In recent months, the association factored in higher ticket prices and increased its estimate to $47.9 million. Last week it was revised to $79 million.
``You're bringing in dollars from outside the region that wouldn't otherwise be here,'' said Jack Kleinhenz, the association's chief economist.
By contrast, the Rock and Roll Hall of Fame and Museum is estimated to add $85 million a year to Cleveland's economy.
Dean Baim, a Pepperdine University economics professor, is wary of economic impact figures tied to sports teams. He said non-local spending might not go away with the Browns.

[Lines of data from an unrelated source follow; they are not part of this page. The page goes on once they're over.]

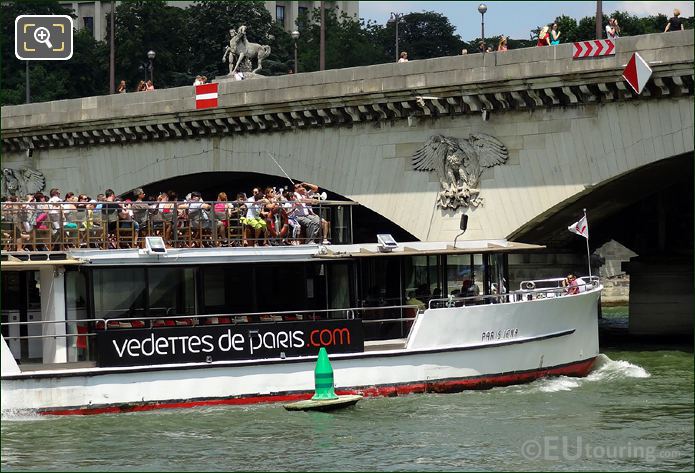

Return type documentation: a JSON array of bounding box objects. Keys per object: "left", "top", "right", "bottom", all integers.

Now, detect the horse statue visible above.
[
  {"left": 227, "top": 25, "right": 270, "bottom": 75},
  {"left": 222, "top": 28, "right": 241, "bottom": 74}
]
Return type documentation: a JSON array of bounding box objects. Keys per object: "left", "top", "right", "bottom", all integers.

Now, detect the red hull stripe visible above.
[{"left": 41, "top": 357, "right": 596, "bottom": 416}]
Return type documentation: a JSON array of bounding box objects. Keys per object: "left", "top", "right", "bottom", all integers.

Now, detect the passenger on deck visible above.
[
  {"left": 241, "top": 188, "right": 267, "bottom": 246},
  {"left": 406, "top": 291, "right": 425, "bottom": 310},
  {"left": 102, "top": 189, "right": 127, "bottom": 236},
  {"left": 293, "top": 183, "right": 322, "bottom": 244},
  {"left": 181, "top": 191, "right": 213, "bottom": 232},
  {"left": 130, "top": 188, "right": 150, "bottom": 238},
  {"left": 301, "top": 182, "right": 331, "bottom": 244},
  {"left": 564, "top": 274, "right": 580, "bottom": 295}
]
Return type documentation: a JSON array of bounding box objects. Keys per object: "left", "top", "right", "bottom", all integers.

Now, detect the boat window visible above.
[
  {"left": 93, "top": 268, "right": 147, "bottom": 319},
  {"left": 403, "top": 255, "right": 441, "bottom": 304},
  {"left": 2, "top": 271, "right": 42, "bottom": 361},
  {"left": 149, "top": 267, "right": 196, "bottom": 317},
  {"left": 66, "top": 270, "right": 89, "bottom": 362},
  {"left": 256, "top": 263, "right": 316, "bottom": 312},
  {"left": 201, "top": 266, "right": 254, "bottom": 314},
  {"left": 486, "top": 253, "right": 508, "bottom": 295},
  {"left": 359, "top": 258, "right": 402, "bottom": 307},
  {"left": 327, "top": 262, "right": 351, "bottom": 310},
  {"left": 446, "top": 254, "right": 484, "bottom": 297}
]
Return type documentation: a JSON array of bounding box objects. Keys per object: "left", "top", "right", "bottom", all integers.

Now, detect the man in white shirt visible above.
[
  {"left": 300, "top": 181, "right": 331, "bottom": 244},
  {"left": 293, "top": 183, "right": 321, "bottom": 244},
  {"left": 47, "top": 188, "right": 63, "bottom": 232}
]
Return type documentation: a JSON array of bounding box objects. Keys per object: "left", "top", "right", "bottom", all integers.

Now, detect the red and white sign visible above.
[
  {"left": 622, "top": 52, "right": 652, "bottom": 94},
  {"left": 572, "top": 39, "right": 615, "bottom": 59},
  {"left": 195, "top": 83, "right": 218, "bottom": 109}
]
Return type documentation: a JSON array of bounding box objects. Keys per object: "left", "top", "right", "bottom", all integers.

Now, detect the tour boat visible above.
[{"left": 1, "top": 238, "right": 601, "bottom": 415}]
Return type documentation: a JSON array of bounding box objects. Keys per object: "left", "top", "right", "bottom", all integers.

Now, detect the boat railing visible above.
[
  {"left": 0, "top": 199, "right": 358, "bottom": 251},
  {"left": 427, "top": 276, "right": 601, "bottom": 309},
  {"left": 1, "top": 304, "right": 422, "bottom": 365}
]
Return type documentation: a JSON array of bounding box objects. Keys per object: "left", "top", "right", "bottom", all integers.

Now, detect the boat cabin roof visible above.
[
  {"left": 0, "top": 239, "right": 544, "bottom": 269},
  {"left": 315, "top": 240, "right": 545, "bottom": 259}
]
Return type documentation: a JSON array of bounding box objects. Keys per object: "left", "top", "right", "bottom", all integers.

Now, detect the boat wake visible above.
[
  {"left": 530, "top": 354, "right": 650, "bottom": 393},
  {"left": 0, "top": 409, "right": 44, "bottom": 422}
]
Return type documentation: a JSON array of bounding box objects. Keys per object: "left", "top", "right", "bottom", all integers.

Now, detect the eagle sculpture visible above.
[
  {"left": 1, "top": 168, "right": 46, "bottom": 197},
  {"left": 411, "top": 133, "right": 508, "bottom": 209}
]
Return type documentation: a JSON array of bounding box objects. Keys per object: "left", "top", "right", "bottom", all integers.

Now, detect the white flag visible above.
[{"left": 568, "top": 215, "right": 589, "bottom": 239}]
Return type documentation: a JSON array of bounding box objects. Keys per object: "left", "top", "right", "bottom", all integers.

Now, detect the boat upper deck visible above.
[{"left": 1, "top": 239, "right": 545, "bottom": 268}]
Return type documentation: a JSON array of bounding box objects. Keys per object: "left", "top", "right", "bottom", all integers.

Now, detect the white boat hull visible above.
[{"left": 1, "top": 288, "right": 600, "bottom": 415}]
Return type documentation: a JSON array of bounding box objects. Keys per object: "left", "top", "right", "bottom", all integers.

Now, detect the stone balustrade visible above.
[{"left": 1, "top": 30, "right": 693, "bottom": 152}]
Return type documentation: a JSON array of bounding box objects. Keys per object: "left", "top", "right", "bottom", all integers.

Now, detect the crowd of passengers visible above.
[{"left": 1, "top": 181, "right": 332, "bottom": 250}]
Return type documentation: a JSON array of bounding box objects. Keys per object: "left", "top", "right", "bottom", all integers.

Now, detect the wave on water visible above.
[
  {"left": 586, "top": 353, "right": 651, "bottom": 381},
  {"left": 523, "top": 354, "right": 650, "bottom": 394}
]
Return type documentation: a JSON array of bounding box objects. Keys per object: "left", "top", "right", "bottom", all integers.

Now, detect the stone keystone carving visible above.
[
  {"left": 412, "top": 134, "right": 508, "bottom": 209},
  {"left": 1, "top": 167, "right": 46, "bottom": 197},
  {"left": 222, "top": 25, "right": 271, "bottom": 75}
]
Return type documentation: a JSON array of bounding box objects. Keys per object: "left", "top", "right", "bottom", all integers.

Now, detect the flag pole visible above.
[{"left": 583, "top": 208, "right": 592, "bottom": 279}]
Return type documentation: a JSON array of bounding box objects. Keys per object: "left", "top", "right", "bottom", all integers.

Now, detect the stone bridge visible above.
[{"left": 2, "top": 30, "right": 692, "bottom": 246}]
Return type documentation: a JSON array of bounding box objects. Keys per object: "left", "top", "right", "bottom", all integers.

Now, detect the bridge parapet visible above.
[{"left": 1, "top": 31, "right": 693, "bottom": 151}]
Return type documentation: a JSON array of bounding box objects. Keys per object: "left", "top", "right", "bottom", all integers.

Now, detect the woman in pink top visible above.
[{"left": 146, "top": 80, "right": 155, "bottom": 91}]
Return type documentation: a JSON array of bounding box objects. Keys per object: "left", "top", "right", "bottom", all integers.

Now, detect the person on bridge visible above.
[
  {"left": 664, "top": 9, "right": 684, "bottom": 32},
  {"left": 536, "top": 26, "right": 550, "bottom": 46},
  {"left": 398, "top": 52, "right": 408, "bottom": 63},
  {"left": 606, "top": 18, "right": 620, "bottom": 39},
  {"left": 117, "top": 80, "right": 127, "bottom": 93},
  {"left": 497, "top": 36, "right": 508, "bottom": 52},
  {"left": 550, "top": 23, "right": 561, "bottom": 45}
]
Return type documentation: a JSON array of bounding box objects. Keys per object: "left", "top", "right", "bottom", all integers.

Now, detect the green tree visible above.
[
  {"left": 0, "top": 1, "right": 77, "bottom": 105},
  {"left": 111, "top": 0, "right": 191, "bottom": 90},
  {"left": 294, "top": 7, "right": 384, "bottom": 71},
  {"left": 553, "top": 15, "right": 579, "bottom": 43},
  {"left": 575, "top": 16, "right": 597, "bottom": 41},
  {"left": 382, "top": 11, "right": 464, "bottom": 61},
  {"left": 185, "top": 0, "right": 274, "bottom": 79}
]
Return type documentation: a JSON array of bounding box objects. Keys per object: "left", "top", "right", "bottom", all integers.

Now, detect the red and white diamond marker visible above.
[
  {"left": 622, "top": 52, "right": 652, "bottom": 94},
  {"left": 195, "top": 83, "right": 218, "bottom": 109}
]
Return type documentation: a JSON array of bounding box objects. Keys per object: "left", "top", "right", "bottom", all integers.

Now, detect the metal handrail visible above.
[
  {"left": 1, "top": 305, "right": 421, "bottom": 331},
  {"left": 427, "top": 277, "right": 601, "bottom": 309},
  {"left": 1, "top": 199, "right": 356, "bottom": 250},
  {"left": 1, "top": 318, "right": 106, "bottom": 327},
  {"left": 3, "top": 332, "right": 98, "bottom": 341}
]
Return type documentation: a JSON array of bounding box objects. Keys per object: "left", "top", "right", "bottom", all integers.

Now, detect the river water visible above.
[{"left": 2, "top": 331, "right": 693, "bottom": 471}]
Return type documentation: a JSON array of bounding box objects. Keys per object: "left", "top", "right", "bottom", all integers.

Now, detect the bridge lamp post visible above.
[
  {"left": 388, "top": 12, "right": 404, "bottom": 62},
  {"left": 147, "top": 50, "right": 156, "bottom": 83},
  {"left": 291, "top": 30, "right": 300, "bottom": 73},
  {"left": 478, "top": 4, "right": 487, "bottom": 53}
]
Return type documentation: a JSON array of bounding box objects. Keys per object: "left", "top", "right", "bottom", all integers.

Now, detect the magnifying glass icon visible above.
[{"left": 33, "top": 27, "right": 53, "bottom": 49}]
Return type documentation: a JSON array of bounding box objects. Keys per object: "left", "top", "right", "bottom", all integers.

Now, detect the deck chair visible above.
[
  {"left": 31, "top": 228, "right": 53, "bottom": 251},
  {"left": 116, "top": 221, "right": 137, "bottom": 248}
]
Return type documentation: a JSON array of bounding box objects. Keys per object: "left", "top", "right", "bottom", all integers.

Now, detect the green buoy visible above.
[{"left": 284, "top": 347, "right": 363, "bottom": 411}]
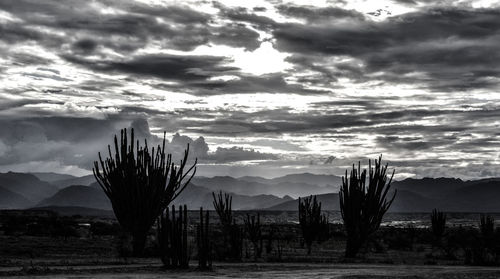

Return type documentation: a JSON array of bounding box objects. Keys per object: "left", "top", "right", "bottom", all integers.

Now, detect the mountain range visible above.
[{"left": 2, "top": 171, "right": 500, "bottom": 214}]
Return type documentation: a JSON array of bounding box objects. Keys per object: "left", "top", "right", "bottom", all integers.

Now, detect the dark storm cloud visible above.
[
  {"left": 171, "top": 107, "right": 459, "bottom": 135},
  {"left": 214, "top": 3, "right": 278, "bottom": 31},
  {"left": 0, "top": 0, "right": 261, "bottom": 54},
  {"left": 72, "top": 39, "right": 98, "bottom": 54},
  {"left": 0, "top": 116, "right": 139, "bottom": 169},
  {"left": 210, "top": 24, "right": 261, "bottom": 51},
  {"left": 0, "top": 116, "right": 278, "bottom": 170},
  {"left": 276, "top": 5, "right": 366, "bottom": 21},
  {"left": 186, "top": 73, "right": 330, "bottom": 95},
  {"left": 209, "top": 147, "right": 279, "bottom": 163},
  {"left": 375, "top": 135, "right": 449, "bottom": 151},
  {"left": 64, "top": 54, "right": 238, "bottom": 81},
  {"left": 273, "top": 7, "right": 500, "bottom": 91}
]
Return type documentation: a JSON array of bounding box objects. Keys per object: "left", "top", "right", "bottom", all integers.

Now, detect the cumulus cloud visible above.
[{"left": 1, "top": 0, "right": 500, "bottom": 179}]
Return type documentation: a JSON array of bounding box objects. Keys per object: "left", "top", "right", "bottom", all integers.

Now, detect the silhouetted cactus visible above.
[
  {"left": 431, "top": 209, "right": 446, "bottom": 241},
  {"left": 244, "top": 213, "right": 263, "bottom": 260},
  {"left": 479, "top": 214, "right": 495, "bottom": 248},
  {"left": 298, "top": 195, "right": 328, "bottom": 255},
  {"left": 212, "top": 191, "right": 243, "bottom": 261},
  {"left": 339, "top": 155, "right": 396, "bottom": 258},
  {"left": 157, "top": 205, "right": 189, "bottom": 268},
  {"left": 213, "top": 191, "right": 232, "bottom": 228},
  {"left": 93, "top": 128, "right": 197, "bottom": 256},
  {"left": 197, "top": 207, "right": 212, "bottom": 270},
  {"left": 480, "top": 214, "right": 495, "bottom": 238}
]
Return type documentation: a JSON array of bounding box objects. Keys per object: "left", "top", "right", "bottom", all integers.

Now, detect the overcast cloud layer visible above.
[{"left": 1, "top": 0, "right": 500, "bottom": 179}]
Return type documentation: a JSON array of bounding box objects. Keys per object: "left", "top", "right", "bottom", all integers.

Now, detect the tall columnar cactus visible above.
[
  {"left": 299, "top": 195, "right": 329, "bottom": 255},
  {"left": 93, "top": 128, "right": 197, "bottom": 256},
  {"left": 197, "top": 207, "right": 212, "bottom": 270},
  {"left": 244, "top": 213, "right": 263, "bottom": 260},
  {"left": 480, "top": 214, "right": 495, "bottom": 239},
  {"left": 212, "top": 191, "right": 233, "bottom": 228},
  {"left": 339, "top": 155, "right": 397, "bottom": 258},
  {"left": 431, "top": 209, "right": 446, "bottom": 242},
  {"left": 212, "top": 191, "right": 242, "bottom": 261},
  {"left": 157, "top": 205, "right": 189, "bottom": 268}
]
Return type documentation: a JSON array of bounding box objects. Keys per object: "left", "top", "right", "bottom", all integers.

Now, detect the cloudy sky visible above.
[{"left": 1, "top": 0, "right": 500, "bottom": 179}]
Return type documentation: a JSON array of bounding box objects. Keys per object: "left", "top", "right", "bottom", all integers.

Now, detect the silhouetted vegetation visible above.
[
  {"left": 298, "top": 195, "right": 329, "bottom": 255},
  {"left": 213, "top": 191, "right": 232, "bottom": 227},
  {"left": 197, "top": 207, "right": 212, "bottom": 270},
  {"left": 212, "top": 191, "right": 243, "bottom": 261},
  {"left": 157, "top": 205, "right": 189, "bottom": 269},
  {"left": 431, "top": 209, "right": 447, "bottom": 244},
  {"left": 93, "top": 128, "right": 197, "bottom": 256},
  {"left": 339, "top": 155, "right": 397, "bottom": 258},
  {"left": 480, "top": 214, "right": 495, "bottom": 241},
  {"left": 244, "top": 213, "right": 263, "bottom": 260}
]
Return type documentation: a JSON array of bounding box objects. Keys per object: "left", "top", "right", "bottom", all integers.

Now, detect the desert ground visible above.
[
  {"left": 2, "top": 212, "right": 500, "bottom": 279},
  {"left": 2, "top": 262, "right": 500, "bottom": 278}
]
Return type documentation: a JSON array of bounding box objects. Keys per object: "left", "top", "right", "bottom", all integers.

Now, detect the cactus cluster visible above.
[
  {"left": 157, "top": 205, "right": 189, "bottom": 268},
  {"left": 480, "top": 214, "right": 495, "bottom": 239},
  {"left": 197, "top": 207, "right": 212, "bottom": 270},
  {"left": 212, "top": 191, "right": 243, "bottom": 261},
  {"left": 93, "top": 128, "right": 197, "bottom": 255},
  {"left": 213, "top": 191, "right": 232, "bottom": 228},
  {"left": 431, "top": 208, "right": 447, "bottom": 241},
  {"left": 339, "top": 155, "right": 397, "bottom": 258},
  {"left": 244, "top": 213, "right": 263, "bottom": 259},
  {"left": 298, "top": 195, "right": 328, "bottom": 255}
]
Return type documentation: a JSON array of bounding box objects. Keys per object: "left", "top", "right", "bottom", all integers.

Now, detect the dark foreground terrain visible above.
[
  {"left": 2, "top": 210, "right": 500, "bottom": 278},
  {"left": 2, "top": 262, "right": 500, "bottom": 278}
]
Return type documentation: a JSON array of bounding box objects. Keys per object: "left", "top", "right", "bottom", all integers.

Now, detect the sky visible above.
[{"left": 1, "top": 0, "right": 500, "bottom": 179}]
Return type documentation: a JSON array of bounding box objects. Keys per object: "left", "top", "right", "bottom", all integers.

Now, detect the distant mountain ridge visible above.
[
  {"left": 36, "top": 185, "right": 111, "bottom": 210},
  {"left": 0, "top": 185, "right": 33, "bottom": 209},
  {"left": 0, "top": 172, "right": 58, "bottom": 203},
  {"left": 34, "top": 183, "right": 293, "bottom": 211},
  {"left": 267, "top": 177, "right": 500, "bottom": 212},
  {"left": 3, "top": 171, "right": 500, "bottom": 213},
  {"left": 238, "top": 173, "right": 341, "bottom": 187},
  {"left": 51, "top": 174, "right": 95, "bottom": 189},
  {"left": 31, "top": 172, "right": 77, "bottom": 183},
  {"left": 191, "top": 173, "right": 341, "bottom": 198}
]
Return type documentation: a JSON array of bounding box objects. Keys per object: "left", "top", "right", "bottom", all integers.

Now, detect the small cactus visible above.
[
  {"left": 197, "top": 207, "right": 212, "bottom": 270},
  {"left": 299, "top": 195, "right": 329, "bottom": 255},
  {"left": 431, "top": 208, "right": 446, "bottom": 241},
  {"left": 244, "top": 213, "right": 263, "bottom": 260},
  {"left": 157, "top": 205, "right": 189, "bottom": 268}
]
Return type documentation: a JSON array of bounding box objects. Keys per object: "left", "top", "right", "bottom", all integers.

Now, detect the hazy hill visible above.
[
  {"left": 174, "top": 183, "right": 294, "bottom": 210},
  {"left": 392, "top": 177, "right": 464, "bottom": 198},
  {"left": 36, "top": 185, "right": 110, "bottom": 210},
  {"left": 5, "top": 170, "right": 500, "bottom": 212},
  {"left": 31, "top": 172, "right": 76, "bottom": 183},
  {"left": 51, "top": 174, "right": 95, "bottom": 189},
  {"left": 267, "top": 179, "right": 500, "bottom": 212},
  {"left": 239, "top": 173, "right": 342, "bottom": 188},
  {"left": 0, "top": 185, "right": 33, "bottom": 209},
  {"left": 0, "top": 172, "right": 58, "bottom": 202},
  {"left": 267, "top": 193, "right": 340, "bottom": 211},
  {"left": 191, "top": 176, "right": 334, "bottom": 198},
  {"left": 443, "top": 181, "right": 500, "bottom": 212},
  {"left": 36, "top": 183, "right": 292, "bottom": 211},
  {"left": 389, "top": 190, "right": 436, "bottom": 212}
]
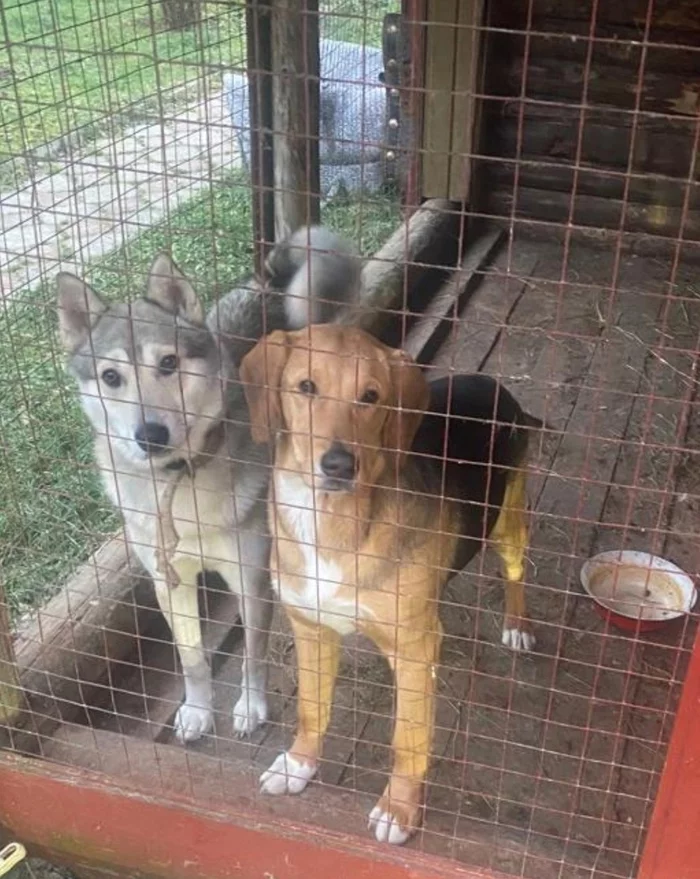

``How do you know that those fans wouldn't have come to the rock hall instead of a Browns game?'' he asked. ``If they're that mobile that they can come to Cleveland for the Browns, they may come to Cleveland for some other entertainment.''
Rodney Fort, a Washington State University economics professor, questioned the latest estimate that 38,150 non-local fans attend Browns games _ compared with the 4,780 estimated in the previous study. In the last three home games, the average attendance was 59,510.
``I don't believe it,'' Fort said of the estimate. ``The guts of the issue are season-ticket holders. I've not done that analysis in football,'' but in baseball most season-ticket holders live nearby.
James Coons, chief economist for Huntington National Bank in Columbus, wrote in a recent report that the loss of the Browns would have very little effect on Cleveland's economy.
But Coons and other economists do acknowledge that businesses serving the team would suffer short-term losses, including hotels, parking lots, charter-bus operators, sporting goods retailers, travel agencies and cab drivers.
Geppetto's Franchise Systems Inc., which has sold ribs and sandwiches at stadium concession stands and loges for the past two seasons, is suing the team, charging the move to Baltimore will cost it $250,000 in sales and bad publicity.
``We had an advertising program tied to us as `the official bone of the Browns.' We had a lot of printed material, and it all backfired,'' said Michael O'Malley, Geppetto's president.